Le bouleversement statutaire des cadres A+ de notre ministère est l’un des corollaires de la réforme de l’ENA et de la haute fonction publique voulue et initiée par le gouvernement sortant, il y a plus d’un an. Farouchement opposée à la réforme, la CFDT s’est illustrée par de nombreuses actions de communication et d’explication, dans les instances de dialogue social propre au MEAE et dans celles de toute la fonction publique, dans la presse nationale, et auprès des élus de la République.
L’engagement total de la CFDT, s’il n’a pas permis le maintien des deux corps des conseillers des affaires étrangères (CAE) et des ministres plénipotentiaires (MP), a payé. La réforme, telle qu’elle est appliquée, n’est pas celle qui était imaginée par la ministre de la fonction publique. La fusion des deux corps CAE et MP en un corps unique permet une véritable progression de carrière pour celles et ceux qui ne feront pas le choix d’intégrer le corps des administrateurs de l’État (AE). Le maintien d’un concours d’Orient, et la certitude d’un parcours professionnel effectué principalement au MEAE, est une reconnaissance de l’un des plus nobles métiers de la diplomatie. L’accroissement du nombre des promotions internes dans le corps des AE, jamais vu de mémoire de diplomates, avec la garantie d’un maintien au MEAE, sont un gage accordé aux secrétaires des affaires étrangères (SAE). Le maintien, au sein du Département, de la politique de gestion des ressources humaines rassure sur le choix des compétences pour les métiers de la diplomatie, du consulaire, de la coopération et de l’action culturelle, donc de l’expérience et de l’excellence de ses agents.
OUI ! Le dialogue social et la pression exercée par la CFDT-MAE pendant la finalisation de cette réforme ont payé. Nous avons obtenu des avancées pratiques et symboliques importantes qui garantissent que les premiers concernés, les CAE et MP, pourront avoir la carrière qu’ils étaient en droit d’attendre lorsqu’ils ont été recrutés.
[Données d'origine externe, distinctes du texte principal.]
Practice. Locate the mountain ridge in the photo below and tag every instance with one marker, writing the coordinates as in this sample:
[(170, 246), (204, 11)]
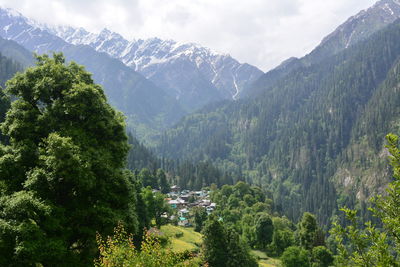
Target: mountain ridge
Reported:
[(161, 61)]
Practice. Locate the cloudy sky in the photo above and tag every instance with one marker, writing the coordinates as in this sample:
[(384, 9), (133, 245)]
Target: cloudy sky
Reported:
[(259, 32)]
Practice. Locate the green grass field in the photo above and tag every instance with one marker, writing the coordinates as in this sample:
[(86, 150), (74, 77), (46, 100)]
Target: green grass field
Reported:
[(189, 239)]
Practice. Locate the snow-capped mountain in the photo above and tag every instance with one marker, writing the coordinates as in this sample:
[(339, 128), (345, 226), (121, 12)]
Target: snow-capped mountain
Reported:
[(193, 74), (144, 104)]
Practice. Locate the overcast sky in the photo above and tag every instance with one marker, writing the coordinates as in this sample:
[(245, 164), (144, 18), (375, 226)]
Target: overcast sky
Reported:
[(259, 32)]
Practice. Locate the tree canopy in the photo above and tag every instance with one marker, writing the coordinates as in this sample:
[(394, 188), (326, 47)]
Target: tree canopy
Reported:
[(62, 176)]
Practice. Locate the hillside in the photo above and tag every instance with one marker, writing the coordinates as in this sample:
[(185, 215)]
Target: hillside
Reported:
[(192, 74)]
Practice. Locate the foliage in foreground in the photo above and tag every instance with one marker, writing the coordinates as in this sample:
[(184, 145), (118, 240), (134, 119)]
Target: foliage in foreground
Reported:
[(370, 246), (222, 246), (119, 250), (62, 176)]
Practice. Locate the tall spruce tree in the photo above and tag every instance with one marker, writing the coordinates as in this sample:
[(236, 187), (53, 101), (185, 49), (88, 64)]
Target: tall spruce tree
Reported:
[(62, 177)]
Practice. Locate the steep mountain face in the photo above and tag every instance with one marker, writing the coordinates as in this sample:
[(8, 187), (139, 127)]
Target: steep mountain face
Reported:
[(355, 29), (146, 106), (307, 137), (192, 74)]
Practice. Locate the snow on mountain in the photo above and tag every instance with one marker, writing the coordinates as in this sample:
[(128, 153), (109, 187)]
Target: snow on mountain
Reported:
[(192, 73), (361, 26)]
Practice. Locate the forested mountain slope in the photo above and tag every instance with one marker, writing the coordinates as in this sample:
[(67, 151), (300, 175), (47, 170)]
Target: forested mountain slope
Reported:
[(355, 29), (293, 137), (193, 74)]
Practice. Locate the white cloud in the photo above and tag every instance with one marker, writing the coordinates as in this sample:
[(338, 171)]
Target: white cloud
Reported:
[(260, 32)]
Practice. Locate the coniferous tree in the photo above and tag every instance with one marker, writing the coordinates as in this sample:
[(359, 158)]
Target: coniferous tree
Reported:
[(62, 177)]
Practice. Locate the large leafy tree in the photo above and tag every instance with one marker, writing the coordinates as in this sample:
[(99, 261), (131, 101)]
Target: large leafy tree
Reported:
[(62, 176), (222, 246)]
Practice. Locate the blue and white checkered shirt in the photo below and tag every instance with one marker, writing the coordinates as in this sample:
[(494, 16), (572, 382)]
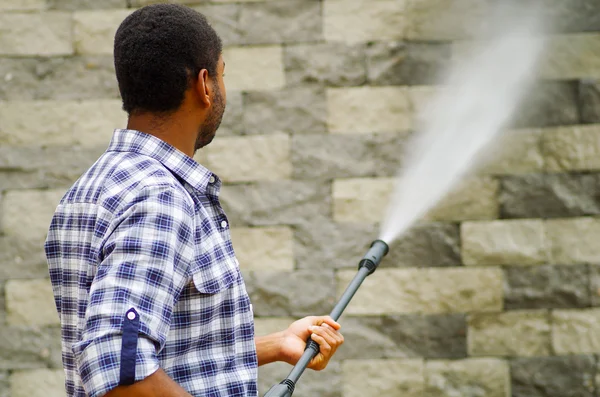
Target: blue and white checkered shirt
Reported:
[(144, 276)]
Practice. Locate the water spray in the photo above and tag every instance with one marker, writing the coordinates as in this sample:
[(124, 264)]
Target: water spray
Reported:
[(367, 266)]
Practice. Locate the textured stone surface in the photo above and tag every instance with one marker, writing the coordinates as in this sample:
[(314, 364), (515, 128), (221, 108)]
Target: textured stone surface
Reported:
[(515, 242), (573, 148), (468, 378), (383, 378), (60, 123), (331, 64), (38, 383), (254, 68), (573, 241), (327, 156), (64, 78), (433, 336), (576, 331), (368, 109), (301, 293), (35, 34), (332, 245), (546, 287), (553, 376), (287, 21), (29, 347), (355, 21), (262, 249), (550, 196), (401, 63), (429, 291), (94, 31), (589, 100), (30, 302), (519, 333), (245, 159), (276, 203), (287, 111)]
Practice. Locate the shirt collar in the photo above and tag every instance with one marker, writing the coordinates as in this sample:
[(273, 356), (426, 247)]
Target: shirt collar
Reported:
[(179, 163)]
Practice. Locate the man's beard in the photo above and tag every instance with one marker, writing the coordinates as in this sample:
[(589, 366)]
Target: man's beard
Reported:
[(208, 129)]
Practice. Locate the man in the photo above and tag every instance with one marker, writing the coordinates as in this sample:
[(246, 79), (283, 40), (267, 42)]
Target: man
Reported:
[(146, 283)]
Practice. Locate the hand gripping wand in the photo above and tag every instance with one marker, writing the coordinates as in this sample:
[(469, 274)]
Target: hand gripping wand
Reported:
[(366, 266)]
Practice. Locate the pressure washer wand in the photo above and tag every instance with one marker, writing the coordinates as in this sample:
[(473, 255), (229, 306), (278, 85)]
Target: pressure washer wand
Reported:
[(366, 266)]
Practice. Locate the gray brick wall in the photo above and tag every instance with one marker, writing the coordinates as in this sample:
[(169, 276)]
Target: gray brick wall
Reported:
[(495, 293)]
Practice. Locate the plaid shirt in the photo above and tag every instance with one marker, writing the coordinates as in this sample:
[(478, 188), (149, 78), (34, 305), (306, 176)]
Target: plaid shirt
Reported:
[(141, 242)]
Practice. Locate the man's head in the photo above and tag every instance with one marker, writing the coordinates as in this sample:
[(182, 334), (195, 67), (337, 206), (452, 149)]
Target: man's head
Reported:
[(168, 61)]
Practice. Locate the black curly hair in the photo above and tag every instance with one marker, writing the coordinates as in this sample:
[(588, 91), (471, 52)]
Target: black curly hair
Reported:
[(159, 49)]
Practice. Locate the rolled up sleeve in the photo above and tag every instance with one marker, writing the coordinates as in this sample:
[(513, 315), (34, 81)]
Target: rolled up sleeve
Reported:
[(143, 266)]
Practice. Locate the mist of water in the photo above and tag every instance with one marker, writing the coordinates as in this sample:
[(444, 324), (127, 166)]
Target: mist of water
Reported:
[(478, 99)]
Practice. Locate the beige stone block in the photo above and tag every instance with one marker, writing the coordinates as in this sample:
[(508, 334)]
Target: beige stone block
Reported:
[(428, 291), (573, 241), (355, 21), (576, 331), (368, 109), (572, 148), (254, 68), (513, 242), (264, 248), (94, 31), (88, 123), (451, 378), (44, 34), (249, 158), (30, 302), (26, 214), (383, 378), (38, 383), (516, 333)]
NON ! Ces avancées effectives n’effacent pas la direction du gouvernement vers toujours plus d’interchangeabilité. Toutes les fonctions supports se vaudraient. Un agent consulaire serait un agent de mairie comme un autre. Et maintenant un ambassadeur serait un directeur général comme un autre. Et derrière ce premier glissement, tous de voir les sociétés de service en embuscade. Elles fournissent déjà des journées de développeurs informatiques. Demain des comptables et des agents de guichet. Après-demain des sociétés d’assistance rapatriement pour les français en difficulté à l’étranger. Et pourquoi pas des sociétés de conseil en relations internationales ?
Et nous savons bien, parce que nous l’expérimentons tous les jours, que nos métiers, tous nos métiers, d’une complexité inouïe – ce n’est pas pour rien que nos concours sont parmi les plus difficiles – exigent de nous, et de nos familles, un investissement total. Nous savons bien que nous ne sommes pas interchangeables, que nous sommes indispensables. La diplomatie française n’est pas la somme de ses biens matériels fussent-ils élégants, mais la somme des talents de ses agents. La diplomatie française ne produit pas de route ni d’immeuble. Elle fournit l’architecture intellectuelle d’un monde meilleur.
Comme tous les agents de notre grande et belle maison, nous partageons le sentiment de délitement. Toujours, nous nous sommes battus pour que la voix des agents, toujours moins nombreux pour faire toujours plus, dans un monde toujours plus rude, soit entendue et pour que nos métiers soient reconnus.
Notre ministère a été la victime et parfois, syndrome du premier de la classe oblige dans l’ADN de nos cadres, la victime consentante de politiques comptables brutales qui ont laissé, nous ont laissé, tous métiers confondus, en proie à un véritable conflit de valeur. Nous avons dû parfois bruler la charpente pour chauffer la boutique.
L’hémorragie a été arrêtée. Le risque demeure. C’est donc le couteau entre les dents que nous attendons notre prochain ou prochaine ministre. Nous serons vigilants pour faire entendre la voix de tous les agents et défendre sans retenue notre diplomatie.
Pour l’heure, si la CFDT salue l’initiative des quelque 450 agents et des syndicats qui appellent à une grève, elle estime aussi que ce débrayage ne comporte pas d’objectif précis au-delà d’une revendication catégorielle. Cet appel est symptomatique d’un ras-le bol devant le délitement du dialogue social mais il ne fait pas assez écho au sentiment généralisé d’abandon des agents du ministère. L’idée des assises lancée par le collectif est une idée généreuse qui découle directement de cet abandon du dialogue social qui constitue le fondement d’une administration de service public, au MEAE et ailleurs.